Second-year IIT Chicago-Kent students Nicholas Bartzen, Melody Gaal and Eric Shinabarger will compete on one team. Second-year students Matthew Jarka, Jacob Radecki and Jerome Urbik comprise the other team.

Bartzen earned a degree in economics and management at Beloit College. Gaal received a bachelor of science degree in biology with a minor in law and society from the University of California, San Diego. Shinabarger graduated from Taylor University with a bachelor’s degree in political science. The team is coached by Scott Lechowicz ’14 and Stephen Pauwels ’14 who competed on last year’s McGee team.

Jarka completed his undergraduate education at the National Labor College, where he majored in labor studies. Radecki earned a degree in international relations at Michigan State University. Urbik graduated from the University of Dallas with a major in drama. The team is coached by Roman Kashuba ’14 and Claudia Cortes ’14. (Kashuba was also a member of IIT Chicago-Kent’s 2013 McGee team.)

Pictured from left: Jerome Urbik, Matthew Jarka and Jacob Radecki will compete on the other team representing IIT Chicago-Kent at the 2014 McGee National Civil Rights Moot Court Competition.

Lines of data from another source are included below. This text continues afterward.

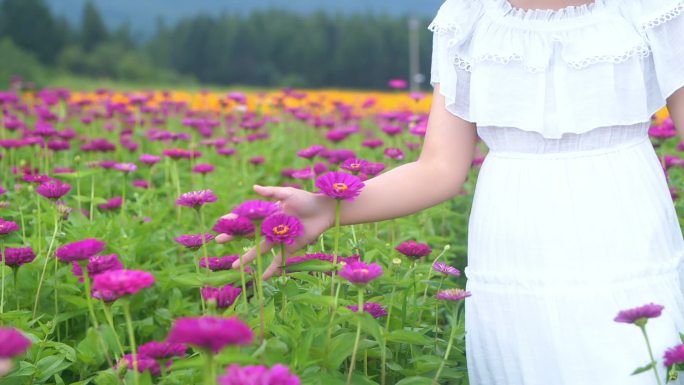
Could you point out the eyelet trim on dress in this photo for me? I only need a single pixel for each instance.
(665, 17)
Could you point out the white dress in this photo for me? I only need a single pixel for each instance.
(572, 220)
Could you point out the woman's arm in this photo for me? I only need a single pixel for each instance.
(675, 105)
(437, 175)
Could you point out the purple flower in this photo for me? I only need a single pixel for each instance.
(375, 309)
(160, 350)
(7, 227)
(97, 264)
(210, 333)
(414, 249)
(18, 256)
(126, 167)
(237, 227)
(79, 250)
(144, 363)
(122, 282)
(452, 294)
(639, 315)
(360, 273)
(53, 189)
(221, 263)
(149, 159)
(339, 185)
(256, 210)
(674, 355)
(111, 204)
(252, 375)
(12, 343)
(281, 228)
(194, 241)
(196, 199)
(203, 168)
(446, 269)
(224, 296)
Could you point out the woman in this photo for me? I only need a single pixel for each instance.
(572, 219)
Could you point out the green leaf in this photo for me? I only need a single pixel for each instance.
(408, 337)
(415, 381)
(643, 369)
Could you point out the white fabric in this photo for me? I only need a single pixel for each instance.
(572, 219)
(501, 66)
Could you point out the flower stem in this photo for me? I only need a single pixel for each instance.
(47, 258)
(650, 353)
(131, 339)
(338, 203)
(449, 345)
(358, 336)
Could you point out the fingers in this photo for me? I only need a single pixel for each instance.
(250, 255)
(280, 193)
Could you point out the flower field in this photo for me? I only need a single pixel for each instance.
(121, 262)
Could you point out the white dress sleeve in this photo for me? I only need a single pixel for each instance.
(664, 29)
(451, 27)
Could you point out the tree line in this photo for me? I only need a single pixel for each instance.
(263, 48)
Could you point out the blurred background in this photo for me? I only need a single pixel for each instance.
(88, 44)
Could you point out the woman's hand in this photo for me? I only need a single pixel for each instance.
(316, 212)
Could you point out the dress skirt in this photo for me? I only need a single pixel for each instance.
(563, 234)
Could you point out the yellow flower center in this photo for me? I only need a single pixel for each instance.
(281, 229)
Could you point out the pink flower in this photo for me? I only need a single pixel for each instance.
(639, 315)
(210, 333)
(360, 273)
(80, 250)
(414, 249)
(261, 375)
(223, 296)
(281, 228)
(119, 283)
(196, 199)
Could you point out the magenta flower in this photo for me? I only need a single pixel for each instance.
(210, 333)
(446, 269)
(194, 241)
(149, 159)
(237, 227)
(339, 185)
(221, 263)
(375, 309)
(452, 294)
(281, 228)
(251, 375)
(360, 273)
(12, 343)
(674, 355)
(18, 256)
(97, 264)
(111, 204)
(639, 315)
(79, 250)
(414, 249)
(223, 296)
(126, 167)
(196, 199)
(203, 169)
(119, 283)
(256, 210)
(144, 363)
(53, 189)
(7, 227)
(161, 350)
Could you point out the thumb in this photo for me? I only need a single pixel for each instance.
(276, 192)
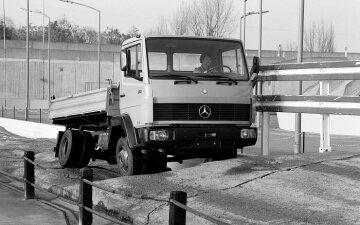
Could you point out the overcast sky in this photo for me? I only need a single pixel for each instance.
(280, 25)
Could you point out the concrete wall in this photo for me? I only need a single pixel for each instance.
(74, 69)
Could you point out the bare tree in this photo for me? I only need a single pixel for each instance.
(318, 37)
(200, 18)
(213, 17)
(179, 23)
(160, 29)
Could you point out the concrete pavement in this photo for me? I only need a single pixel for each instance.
(14, 210)
(310, 188)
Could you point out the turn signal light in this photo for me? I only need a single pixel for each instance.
(159, 135)
(248, 133)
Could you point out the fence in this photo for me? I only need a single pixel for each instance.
(323, 104)
(177, 200)
(35, 115)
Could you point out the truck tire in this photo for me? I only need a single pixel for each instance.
(155, 163)
(69, 148)
(129, 161)
(86, 149)
(225, 154)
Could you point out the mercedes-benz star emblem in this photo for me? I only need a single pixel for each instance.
(204, 111)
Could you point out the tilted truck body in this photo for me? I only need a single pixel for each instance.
(161, 110)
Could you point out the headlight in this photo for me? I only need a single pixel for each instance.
(248, 133)
(159, 135)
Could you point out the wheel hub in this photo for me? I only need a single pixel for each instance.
(124, 158)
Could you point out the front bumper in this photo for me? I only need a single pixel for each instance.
(193, 138)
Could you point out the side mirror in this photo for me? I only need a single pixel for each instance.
(125, 60)
(256, 66)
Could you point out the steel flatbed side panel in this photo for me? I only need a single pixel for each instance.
(79, 104)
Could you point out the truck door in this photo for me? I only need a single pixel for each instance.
(134, 92)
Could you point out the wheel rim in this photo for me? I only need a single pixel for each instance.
(64, 148)
(124, 159)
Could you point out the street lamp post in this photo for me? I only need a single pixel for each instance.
(49, 38)
(4, 33)
(99, 33)
(27, 63)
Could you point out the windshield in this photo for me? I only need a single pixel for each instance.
(199, 58)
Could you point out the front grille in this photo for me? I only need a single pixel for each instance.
(219, 112)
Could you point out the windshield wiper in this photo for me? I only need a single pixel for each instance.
(229, 79)
(187, 78)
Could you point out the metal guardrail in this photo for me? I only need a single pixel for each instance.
(176, 202)
(323, 104)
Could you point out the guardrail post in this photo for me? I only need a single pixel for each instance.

The students will argue a federal appellate case Conestoga Wood Specialties Corp. v. Secretary of U.S. Dept. of Health and Human Services. At issue is whether the religious owners of a family business, or their closely held, for-profit corporation, have free exercise rights that are violated by the application of the so-called contraception mandate of the Affordable Care Act. (The U.S. Supreme Court will hear oral arguments in the actual case on March 25.)

The competition is named for University of Minnesota Law School alumnus William E. McGee ’80, the first African American to be appointed chief public defender in the state of Minnesota. McGee also served as a public defender and prosecutor for Hennepin County. During his career, he worked as a staff attorney and then as executive director at the Legal Rights Center, a nonprofit community-based organization that represents low-income people of color. McGee worked with numerous community and legal organizations, including the NAACP, the Legal Redress Committee, the Minnesota Criminal Rules Committee and the Minnesota Association of Black Lawyers, of which he was a founding member and a past president. He died in 2000 at the age of 47.